20 años sin Miguel Ángel Blanco
España en cólera
Parece que esta sociedad padece profundas pérdidas de memoria a corto y a largo que denotan alteraciones neurológicas colectivas, y al diagnóstico habría que añadir la perniciosa memoria selectiva que los psiquiatras estiman inevitable y beneficiosa pero que en política se utiliza rastreramente y a conveniencia. La izquierda bicéfala (y con facciones por cabeza) lleva años de hastío desbrozando el jardín del callejero con lo bonancible que hubiera sido nominar las calles por números obviando la teología bizantina de lo políticamente correcto.
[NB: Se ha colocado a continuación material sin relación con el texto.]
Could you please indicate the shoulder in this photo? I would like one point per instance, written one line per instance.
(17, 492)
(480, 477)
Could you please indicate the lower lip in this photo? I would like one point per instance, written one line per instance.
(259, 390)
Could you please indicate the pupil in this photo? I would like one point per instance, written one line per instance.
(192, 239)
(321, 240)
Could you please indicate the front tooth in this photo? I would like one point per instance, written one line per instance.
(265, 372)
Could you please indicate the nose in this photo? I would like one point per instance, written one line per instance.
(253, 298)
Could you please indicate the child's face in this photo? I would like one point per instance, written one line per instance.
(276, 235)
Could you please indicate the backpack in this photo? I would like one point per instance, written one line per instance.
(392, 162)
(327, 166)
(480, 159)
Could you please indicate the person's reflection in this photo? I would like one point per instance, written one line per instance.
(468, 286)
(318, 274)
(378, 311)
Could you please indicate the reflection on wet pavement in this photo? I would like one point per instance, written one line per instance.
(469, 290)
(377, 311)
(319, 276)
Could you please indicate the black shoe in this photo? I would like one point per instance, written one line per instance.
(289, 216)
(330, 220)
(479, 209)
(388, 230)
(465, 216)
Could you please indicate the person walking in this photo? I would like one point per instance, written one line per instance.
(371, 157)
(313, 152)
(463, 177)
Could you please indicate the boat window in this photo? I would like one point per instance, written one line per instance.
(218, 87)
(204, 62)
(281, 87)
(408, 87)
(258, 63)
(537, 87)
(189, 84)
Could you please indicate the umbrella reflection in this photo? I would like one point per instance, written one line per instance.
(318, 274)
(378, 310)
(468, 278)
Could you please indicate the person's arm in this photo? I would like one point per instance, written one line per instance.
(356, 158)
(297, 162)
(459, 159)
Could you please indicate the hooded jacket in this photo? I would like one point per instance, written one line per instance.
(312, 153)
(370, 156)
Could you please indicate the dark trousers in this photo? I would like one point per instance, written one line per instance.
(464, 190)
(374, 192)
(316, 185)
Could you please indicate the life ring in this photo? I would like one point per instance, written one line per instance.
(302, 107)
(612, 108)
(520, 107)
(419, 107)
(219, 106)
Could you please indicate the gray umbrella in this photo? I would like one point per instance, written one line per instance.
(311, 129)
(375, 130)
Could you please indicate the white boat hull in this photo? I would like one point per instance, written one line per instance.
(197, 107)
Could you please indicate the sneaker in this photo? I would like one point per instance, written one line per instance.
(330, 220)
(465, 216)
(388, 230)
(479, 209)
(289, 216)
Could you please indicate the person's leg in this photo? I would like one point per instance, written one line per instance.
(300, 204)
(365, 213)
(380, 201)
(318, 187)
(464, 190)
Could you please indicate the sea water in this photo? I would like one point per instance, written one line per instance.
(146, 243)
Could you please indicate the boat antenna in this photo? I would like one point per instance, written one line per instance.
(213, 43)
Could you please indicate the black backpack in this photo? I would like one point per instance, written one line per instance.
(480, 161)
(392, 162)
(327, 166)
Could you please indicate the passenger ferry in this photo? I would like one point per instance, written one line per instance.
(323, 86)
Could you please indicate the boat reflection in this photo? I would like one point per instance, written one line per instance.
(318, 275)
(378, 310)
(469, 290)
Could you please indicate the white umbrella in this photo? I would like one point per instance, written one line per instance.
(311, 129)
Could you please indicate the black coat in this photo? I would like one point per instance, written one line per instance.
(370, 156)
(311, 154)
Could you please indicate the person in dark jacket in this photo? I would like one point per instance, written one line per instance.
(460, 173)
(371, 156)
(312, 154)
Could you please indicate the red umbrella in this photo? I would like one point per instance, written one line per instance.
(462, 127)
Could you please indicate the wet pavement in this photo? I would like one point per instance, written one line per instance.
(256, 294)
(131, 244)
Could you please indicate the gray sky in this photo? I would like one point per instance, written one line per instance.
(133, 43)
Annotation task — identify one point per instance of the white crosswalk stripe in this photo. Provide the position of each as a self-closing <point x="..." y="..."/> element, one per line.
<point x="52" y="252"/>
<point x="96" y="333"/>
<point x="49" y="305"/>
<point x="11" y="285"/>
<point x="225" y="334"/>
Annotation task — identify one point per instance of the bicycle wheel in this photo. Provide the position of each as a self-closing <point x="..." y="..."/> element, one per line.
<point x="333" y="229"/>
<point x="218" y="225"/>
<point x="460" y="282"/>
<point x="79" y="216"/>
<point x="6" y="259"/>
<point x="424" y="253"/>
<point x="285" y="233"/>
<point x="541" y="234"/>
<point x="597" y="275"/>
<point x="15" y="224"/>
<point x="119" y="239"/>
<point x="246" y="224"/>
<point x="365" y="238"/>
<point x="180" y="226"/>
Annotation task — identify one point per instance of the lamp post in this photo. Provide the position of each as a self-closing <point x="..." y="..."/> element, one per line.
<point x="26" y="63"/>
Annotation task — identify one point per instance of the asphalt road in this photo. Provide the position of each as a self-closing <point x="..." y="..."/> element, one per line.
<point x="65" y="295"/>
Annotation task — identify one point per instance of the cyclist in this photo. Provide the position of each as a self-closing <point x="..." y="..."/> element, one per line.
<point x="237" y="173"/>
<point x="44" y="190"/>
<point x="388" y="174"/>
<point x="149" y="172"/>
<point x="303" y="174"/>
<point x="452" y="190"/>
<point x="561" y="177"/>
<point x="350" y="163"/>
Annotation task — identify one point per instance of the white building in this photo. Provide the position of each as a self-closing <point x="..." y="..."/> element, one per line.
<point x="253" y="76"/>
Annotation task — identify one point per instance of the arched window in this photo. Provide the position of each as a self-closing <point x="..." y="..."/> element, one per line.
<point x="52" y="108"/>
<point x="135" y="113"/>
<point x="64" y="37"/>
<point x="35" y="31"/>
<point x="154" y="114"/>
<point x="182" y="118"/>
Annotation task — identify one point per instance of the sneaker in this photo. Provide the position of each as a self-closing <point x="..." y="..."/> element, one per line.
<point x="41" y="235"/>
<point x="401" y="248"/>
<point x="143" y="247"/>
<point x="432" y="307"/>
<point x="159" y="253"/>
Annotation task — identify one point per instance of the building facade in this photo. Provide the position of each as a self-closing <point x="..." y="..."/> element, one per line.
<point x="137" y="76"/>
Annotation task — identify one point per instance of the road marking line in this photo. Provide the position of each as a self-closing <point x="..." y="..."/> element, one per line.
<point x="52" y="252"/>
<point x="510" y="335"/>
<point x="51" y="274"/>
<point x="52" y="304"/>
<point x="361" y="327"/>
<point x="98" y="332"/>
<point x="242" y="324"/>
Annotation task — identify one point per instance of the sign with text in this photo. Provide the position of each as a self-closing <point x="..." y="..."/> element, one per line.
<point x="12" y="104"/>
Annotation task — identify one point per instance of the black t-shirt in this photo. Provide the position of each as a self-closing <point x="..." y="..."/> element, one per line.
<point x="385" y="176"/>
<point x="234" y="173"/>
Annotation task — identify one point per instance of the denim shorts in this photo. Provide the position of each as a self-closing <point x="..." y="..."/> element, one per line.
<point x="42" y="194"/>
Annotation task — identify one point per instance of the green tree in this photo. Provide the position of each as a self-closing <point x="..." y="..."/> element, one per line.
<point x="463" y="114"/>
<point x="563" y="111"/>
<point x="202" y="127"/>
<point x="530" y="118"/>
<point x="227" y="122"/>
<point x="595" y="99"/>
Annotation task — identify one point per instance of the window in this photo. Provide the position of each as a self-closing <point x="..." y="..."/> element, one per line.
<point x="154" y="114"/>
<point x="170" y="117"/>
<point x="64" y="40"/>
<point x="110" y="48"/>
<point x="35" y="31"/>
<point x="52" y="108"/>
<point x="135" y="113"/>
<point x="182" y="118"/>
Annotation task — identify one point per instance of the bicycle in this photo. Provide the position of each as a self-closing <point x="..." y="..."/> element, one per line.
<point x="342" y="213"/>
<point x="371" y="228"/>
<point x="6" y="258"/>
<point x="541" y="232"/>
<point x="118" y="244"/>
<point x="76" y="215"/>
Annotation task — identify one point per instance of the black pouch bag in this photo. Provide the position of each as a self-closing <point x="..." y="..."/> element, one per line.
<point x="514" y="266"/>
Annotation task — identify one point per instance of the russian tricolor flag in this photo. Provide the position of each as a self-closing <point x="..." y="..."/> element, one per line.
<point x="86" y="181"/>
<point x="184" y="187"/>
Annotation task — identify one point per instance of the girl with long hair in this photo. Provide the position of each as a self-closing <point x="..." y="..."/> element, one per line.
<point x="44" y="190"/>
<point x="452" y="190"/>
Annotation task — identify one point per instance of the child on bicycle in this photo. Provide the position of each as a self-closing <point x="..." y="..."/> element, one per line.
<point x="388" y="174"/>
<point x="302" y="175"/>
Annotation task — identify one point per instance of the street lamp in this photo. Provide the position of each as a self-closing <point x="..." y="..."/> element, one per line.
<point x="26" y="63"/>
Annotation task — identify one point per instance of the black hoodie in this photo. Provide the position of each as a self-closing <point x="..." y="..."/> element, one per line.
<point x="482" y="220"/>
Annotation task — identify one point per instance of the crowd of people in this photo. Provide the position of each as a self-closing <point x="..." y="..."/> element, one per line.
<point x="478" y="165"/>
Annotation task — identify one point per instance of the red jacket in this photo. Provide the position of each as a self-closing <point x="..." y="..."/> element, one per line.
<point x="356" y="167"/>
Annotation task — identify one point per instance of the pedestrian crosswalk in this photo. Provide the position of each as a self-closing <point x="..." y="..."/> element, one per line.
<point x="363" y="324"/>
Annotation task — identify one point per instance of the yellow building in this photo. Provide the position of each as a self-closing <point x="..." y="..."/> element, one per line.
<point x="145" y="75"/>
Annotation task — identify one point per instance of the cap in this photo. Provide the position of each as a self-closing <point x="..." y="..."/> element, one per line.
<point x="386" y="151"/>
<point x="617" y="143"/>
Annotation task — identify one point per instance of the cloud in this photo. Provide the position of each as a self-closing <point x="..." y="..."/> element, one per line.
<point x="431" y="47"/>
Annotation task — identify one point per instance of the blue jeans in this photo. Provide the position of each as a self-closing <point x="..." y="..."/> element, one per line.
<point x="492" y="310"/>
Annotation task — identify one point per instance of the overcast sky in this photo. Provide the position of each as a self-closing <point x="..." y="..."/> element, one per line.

A nadie se le ocurriría apear la chapa de Narváez de las esquinas pero acabará surgiendo alguien aduciendo que el Espadón de Loja, siete veces presidente del Consejo de Ministros, le contestó al cura que le instaba a la expiación en su lecho de muerte: «Padre, no puedo perdonar a mis enemigos; los he fusilado a todos». La mezquina discusión sobre la honra que merece Miguel Ángel Blanco indica que se quiere olvidar lo sucedido en 1997 que no es el paleolítico inferior: España estallando en cólera, arrancándose las divisas partidarias, ante un insoportable pico de infamia. Sucesos ominosos que nos conmovieron, como la matanza de Atocha, el 23-F, el 11-M, el 15-M, no alcanzaron el nivel de resistencia moral espontánea que provocó el asesinato de Blanco, el ¡basta ya¡, las manos pintadas de blanco, el «sin pistolas no sois nada», anegando las plazas de España sin organización política alguna. Un 2 de mayo de los escasos en los que las masas no yerran ni son manipuladas. Ya nos equivocamos en el de 1808 muriendo por la familia de Carlos IV y desdeñando la ilustración que traía José Bonaparte. La alcaldesa de Madrid ha convertido el torreón del Ayuntamiento en un tendedero, y está bien que Podemos ponga a secar su ropa interior, pero no es concebible esta cicatería ante aquel espíritu de Ermua, el pacífico pero colérico hartazgo de los españoles por tanta sangre facilona, tanta crueldad anancefálica, tal caudal de mala leche al servicio de la nada. Las calles y los homenajes a Miguel Angel Blanco rememoran aquel nuestro día mejor como ciudadanos libres y civilizados. Nuestras variopintas izquierdas individualizan un acontecimiento colectivo para banalizarlo y poder continuar su tacto de codos con los herederos de ETA. Si aquellas manifestaciones las hubiera etiquetado la izquierda, hoy todas las plazas se llamarían Blanco.